The other preoccupation amounting to an obsession is in southern Florida where most of the Hispanics, the immigrant Latin-Americans, live, and that is to bring down the Cuban regime of Fidel Castro, the dictator, who, hailed as a splendid liberal 36 years ago, promised early elections which have never been held. So just as Europeans play up the remarkable achievements Castro has made in public education and health and don't mention, shall we say the regime's disciplinary system, so Americans play down health and education and play up the banning of dissent, the imprisonment and torture of political opponents and the rest. And Senator Helms is, of course, a ferocious anti-Castro-ite.

The most politically active of Hispanics of southern Florida are refugees from Cuba.
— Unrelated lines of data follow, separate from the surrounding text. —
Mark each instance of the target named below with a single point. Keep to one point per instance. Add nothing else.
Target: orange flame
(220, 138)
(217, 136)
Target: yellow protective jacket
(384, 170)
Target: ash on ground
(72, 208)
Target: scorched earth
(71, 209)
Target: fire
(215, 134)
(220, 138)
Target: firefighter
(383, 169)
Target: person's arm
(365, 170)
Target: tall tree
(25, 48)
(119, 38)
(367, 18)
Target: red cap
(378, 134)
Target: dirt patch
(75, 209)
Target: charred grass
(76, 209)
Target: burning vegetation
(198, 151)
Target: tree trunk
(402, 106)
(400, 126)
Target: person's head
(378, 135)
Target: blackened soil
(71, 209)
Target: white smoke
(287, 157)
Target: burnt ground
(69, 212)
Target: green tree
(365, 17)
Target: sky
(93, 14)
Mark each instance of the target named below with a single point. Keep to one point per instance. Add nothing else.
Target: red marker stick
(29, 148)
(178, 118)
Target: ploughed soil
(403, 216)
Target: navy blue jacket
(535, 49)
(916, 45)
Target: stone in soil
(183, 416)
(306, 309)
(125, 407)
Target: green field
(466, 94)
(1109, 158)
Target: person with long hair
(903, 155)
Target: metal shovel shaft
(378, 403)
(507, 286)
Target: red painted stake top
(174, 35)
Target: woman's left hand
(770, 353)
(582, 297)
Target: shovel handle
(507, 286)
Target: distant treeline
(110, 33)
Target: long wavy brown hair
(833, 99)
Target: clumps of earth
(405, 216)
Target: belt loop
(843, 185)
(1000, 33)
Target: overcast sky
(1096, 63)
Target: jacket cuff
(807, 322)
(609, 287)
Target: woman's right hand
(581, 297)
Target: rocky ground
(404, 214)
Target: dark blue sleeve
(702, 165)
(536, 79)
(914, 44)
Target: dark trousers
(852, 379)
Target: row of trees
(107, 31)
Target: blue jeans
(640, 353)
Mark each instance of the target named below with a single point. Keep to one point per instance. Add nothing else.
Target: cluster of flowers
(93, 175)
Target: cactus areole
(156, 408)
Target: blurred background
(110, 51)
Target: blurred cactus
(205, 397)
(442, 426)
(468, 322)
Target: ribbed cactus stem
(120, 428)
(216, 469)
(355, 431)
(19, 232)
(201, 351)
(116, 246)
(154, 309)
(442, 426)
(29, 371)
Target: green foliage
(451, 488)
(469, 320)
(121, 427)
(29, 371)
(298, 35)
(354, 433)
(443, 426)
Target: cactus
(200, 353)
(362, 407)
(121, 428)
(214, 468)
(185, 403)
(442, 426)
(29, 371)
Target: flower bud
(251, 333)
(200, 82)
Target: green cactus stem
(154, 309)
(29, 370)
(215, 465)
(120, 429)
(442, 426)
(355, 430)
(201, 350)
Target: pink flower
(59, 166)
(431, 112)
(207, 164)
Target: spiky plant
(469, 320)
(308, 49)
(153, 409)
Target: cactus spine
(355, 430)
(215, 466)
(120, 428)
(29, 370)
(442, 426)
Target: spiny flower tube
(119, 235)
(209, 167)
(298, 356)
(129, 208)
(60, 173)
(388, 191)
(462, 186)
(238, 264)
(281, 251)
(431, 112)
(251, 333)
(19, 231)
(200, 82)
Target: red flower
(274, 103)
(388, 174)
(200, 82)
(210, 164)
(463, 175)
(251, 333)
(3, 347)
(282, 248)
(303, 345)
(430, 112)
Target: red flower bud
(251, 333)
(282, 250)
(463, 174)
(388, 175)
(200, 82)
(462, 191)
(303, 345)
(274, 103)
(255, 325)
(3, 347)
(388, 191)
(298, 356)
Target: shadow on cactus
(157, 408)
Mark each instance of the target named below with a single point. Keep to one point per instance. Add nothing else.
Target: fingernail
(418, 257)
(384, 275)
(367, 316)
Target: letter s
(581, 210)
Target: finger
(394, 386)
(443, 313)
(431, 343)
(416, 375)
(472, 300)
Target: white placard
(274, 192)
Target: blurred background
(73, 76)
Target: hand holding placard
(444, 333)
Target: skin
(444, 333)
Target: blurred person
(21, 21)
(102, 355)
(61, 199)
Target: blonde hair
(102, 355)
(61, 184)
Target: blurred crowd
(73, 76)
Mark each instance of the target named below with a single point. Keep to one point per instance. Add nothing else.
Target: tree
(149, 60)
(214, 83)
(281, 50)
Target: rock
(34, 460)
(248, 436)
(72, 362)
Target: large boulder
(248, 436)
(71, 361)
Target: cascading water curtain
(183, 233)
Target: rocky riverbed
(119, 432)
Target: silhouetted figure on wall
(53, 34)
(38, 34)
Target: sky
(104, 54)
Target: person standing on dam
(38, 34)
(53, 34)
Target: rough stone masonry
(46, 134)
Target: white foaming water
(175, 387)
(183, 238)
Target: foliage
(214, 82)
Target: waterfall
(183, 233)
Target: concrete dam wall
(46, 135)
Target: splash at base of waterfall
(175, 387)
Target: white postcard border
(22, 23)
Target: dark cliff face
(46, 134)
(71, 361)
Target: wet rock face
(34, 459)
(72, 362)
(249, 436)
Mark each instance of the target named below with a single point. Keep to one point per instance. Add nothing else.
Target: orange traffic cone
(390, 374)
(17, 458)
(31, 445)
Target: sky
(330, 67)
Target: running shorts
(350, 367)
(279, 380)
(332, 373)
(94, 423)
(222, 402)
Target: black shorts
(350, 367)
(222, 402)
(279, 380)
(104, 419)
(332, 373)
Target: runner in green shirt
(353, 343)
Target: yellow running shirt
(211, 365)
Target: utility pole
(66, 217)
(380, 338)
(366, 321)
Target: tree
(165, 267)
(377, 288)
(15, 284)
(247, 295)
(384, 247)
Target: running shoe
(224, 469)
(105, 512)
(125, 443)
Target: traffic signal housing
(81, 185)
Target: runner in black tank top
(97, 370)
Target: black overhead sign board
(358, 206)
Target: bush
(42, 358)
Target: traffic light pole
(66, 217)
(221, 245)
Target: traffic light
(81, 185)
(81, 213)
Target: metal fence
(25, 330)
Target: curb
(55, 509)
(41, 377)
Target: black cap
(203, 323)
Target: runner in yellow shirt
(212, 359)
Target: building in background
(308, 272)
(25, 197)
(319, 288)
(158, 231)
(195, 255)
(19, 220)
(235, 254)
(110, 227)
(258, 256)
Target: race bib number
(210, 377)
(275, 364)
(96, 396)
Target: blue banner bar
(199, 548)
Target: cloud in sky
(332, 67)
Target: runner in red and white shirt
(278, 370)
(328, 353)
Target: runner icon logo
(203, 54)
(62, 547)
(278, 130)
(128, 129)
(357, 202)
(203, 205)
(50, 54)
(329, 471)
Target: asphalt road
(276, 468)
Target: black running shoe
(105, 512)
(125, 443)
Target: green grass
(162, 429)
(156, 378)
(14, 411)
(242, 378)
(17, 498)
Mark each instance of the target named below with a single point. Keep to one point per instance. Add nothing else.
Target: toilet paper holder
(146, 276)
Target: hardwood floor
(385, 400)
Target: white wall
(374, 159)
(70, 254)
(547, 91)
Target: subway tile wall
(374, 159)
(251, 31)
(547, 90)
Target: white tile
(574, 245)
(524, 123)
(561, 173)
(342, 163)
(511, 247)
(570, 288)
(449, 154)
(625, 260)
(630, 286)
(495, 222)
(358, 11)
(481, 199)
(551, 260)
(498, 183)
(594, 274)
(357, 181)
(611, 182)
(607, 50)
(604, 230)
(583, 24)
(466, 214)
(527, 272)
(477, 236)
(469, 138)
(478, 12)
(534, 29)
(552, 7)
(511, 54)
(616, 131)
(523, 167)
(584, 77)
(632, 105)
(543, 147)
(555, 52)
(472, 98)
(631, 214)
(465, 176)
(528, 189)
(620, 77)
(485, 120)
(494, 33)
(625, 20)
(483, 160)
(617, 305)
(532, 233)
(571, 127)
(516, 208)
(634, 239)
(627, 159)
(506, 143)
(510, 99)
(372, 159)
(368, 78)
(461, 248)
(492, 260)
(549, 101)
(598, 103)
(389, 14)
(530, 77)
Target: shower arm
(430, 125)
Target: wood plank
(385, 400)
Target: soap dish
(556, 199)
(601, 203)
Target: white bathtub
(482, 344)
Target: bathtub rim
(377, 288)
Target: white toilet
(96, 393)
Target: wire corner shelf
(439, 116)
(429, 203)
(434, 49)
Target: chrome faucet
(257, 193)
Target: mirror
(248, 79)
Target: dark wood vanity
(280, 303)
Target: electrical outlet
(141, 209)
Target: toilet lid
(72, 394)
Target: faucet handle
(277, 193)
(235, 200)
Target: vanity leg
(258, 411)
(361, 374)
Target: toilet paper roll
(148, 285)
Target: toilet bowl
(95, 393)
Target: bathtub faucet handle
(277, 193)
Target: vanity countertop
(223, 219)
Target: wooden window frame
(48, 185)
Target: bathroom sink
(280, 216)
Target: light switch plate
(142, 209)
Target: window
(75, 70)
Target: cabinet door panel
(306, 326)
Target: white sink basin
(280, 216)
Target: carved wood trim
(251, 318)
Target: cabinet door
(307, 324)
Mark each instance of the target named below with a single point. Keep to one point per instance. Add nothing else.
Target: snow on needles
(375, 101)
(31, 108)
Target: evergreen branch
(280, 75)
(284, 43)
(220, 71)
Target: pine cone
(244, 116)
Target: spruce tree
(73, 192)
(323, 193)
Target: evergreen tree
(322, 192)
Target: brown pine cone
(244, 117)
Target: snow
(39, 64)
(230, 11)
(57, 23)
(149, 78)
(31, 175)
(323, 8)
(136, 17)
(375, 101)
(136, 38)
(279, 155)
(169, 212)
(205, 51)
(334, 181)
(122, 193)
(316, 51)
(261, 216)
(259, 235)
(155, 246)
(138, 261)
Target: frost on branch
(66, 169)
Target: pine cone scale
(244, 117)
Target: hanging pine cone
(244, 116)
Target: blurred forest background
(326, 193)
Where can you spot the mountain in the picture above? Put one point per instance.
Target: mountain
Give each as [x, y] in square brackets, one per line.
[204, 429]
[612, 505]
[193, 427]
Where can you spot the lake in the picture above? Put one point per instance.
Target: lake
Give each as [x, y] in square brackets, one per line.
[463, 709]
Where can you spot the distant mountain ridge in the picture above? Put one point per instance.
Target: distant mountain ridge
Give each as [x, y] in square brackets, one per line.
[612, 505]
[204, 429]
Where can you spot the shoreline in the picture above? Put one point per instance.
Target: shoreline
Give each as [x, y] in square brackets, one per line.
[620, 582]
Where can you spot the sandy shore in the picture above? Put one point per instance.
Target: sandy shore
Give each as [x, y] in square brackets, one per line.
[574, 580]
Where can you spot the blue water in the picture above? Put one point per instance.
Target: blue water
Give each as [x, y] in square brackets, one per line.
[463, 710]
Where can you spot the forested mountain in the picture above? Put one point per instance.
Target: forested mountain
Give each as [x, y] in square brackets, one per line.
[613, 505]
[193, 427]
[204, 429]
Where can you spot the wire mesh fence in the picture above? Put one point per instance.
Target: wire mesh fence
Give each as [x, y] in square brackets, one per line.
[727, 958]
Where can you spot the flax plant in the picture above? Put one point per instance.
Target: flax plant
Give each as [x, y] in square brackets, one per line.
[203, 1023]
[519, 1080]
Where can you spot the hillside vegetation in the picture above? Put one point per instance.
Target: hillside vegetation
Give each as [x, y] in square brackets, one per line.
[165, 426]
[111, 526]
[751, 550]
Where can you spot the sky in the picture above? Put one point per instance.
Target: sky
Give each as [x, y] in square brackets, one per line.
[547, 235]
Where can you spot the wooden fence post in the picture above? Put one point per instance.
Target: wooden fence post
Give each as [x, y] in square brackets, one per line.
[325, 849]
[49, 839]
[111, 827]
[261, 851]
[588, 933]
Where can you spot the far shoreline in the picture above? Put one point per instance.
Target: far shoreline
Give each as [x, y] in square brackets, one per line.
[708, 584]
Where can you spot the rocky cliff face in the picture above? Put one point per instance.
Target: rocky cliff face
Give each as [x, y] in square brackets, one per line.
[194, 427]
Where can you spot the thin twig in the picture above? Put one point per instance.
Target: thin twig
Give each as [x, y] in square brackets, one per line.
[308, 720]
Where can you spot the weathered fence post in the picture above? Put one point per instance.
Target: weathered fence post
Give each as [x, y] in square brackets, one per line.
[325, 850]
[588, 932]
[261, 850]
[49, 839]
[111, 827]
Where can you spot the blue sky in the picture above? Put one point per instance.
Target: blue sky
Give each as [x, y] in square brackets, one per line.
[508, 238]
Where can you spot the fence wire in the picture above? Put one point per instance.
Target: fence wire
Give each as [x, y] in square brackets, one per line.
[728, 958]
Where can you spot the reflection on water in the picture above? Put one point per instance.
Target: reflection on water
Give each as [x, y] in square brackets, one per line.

Or sons and daughters, by now grandchildren, of men who fought against Castro and escaped to Florida. It's a powerful and very vocal group and it votes. I'm sure Senator Helms knew that he was giving a helping hand to the limping Senator Dole when he dreamed up this amazing bill, The Helms-Burton bill, which would punish all the foreign countries that do business with Cuba and proposes to forbid entry to the United States of certain companies and their members that use formerly American property that was confiscated by Castro. That proposal has outraged Europeans, and Canadians and Mexicans, more than anything. So what is the president to do?

He once denounced this bill and then signed it, when I suspect the effect on Florida's Hispanic voters was pointed out. I don't think the president anticipated the noise of the outcry in Europe. So what to do? How to get the best of both worlds?

He's decided to postpone enactment of the confiscated property clause for six months. By which time the election will be over. And if he gets back in, he can then, I guess, veto the whole bill. However, for journalists looking for real, deep motives, I wonder if Senator Helms thought up his bill after he heard that Fidel Castro has given up cigars.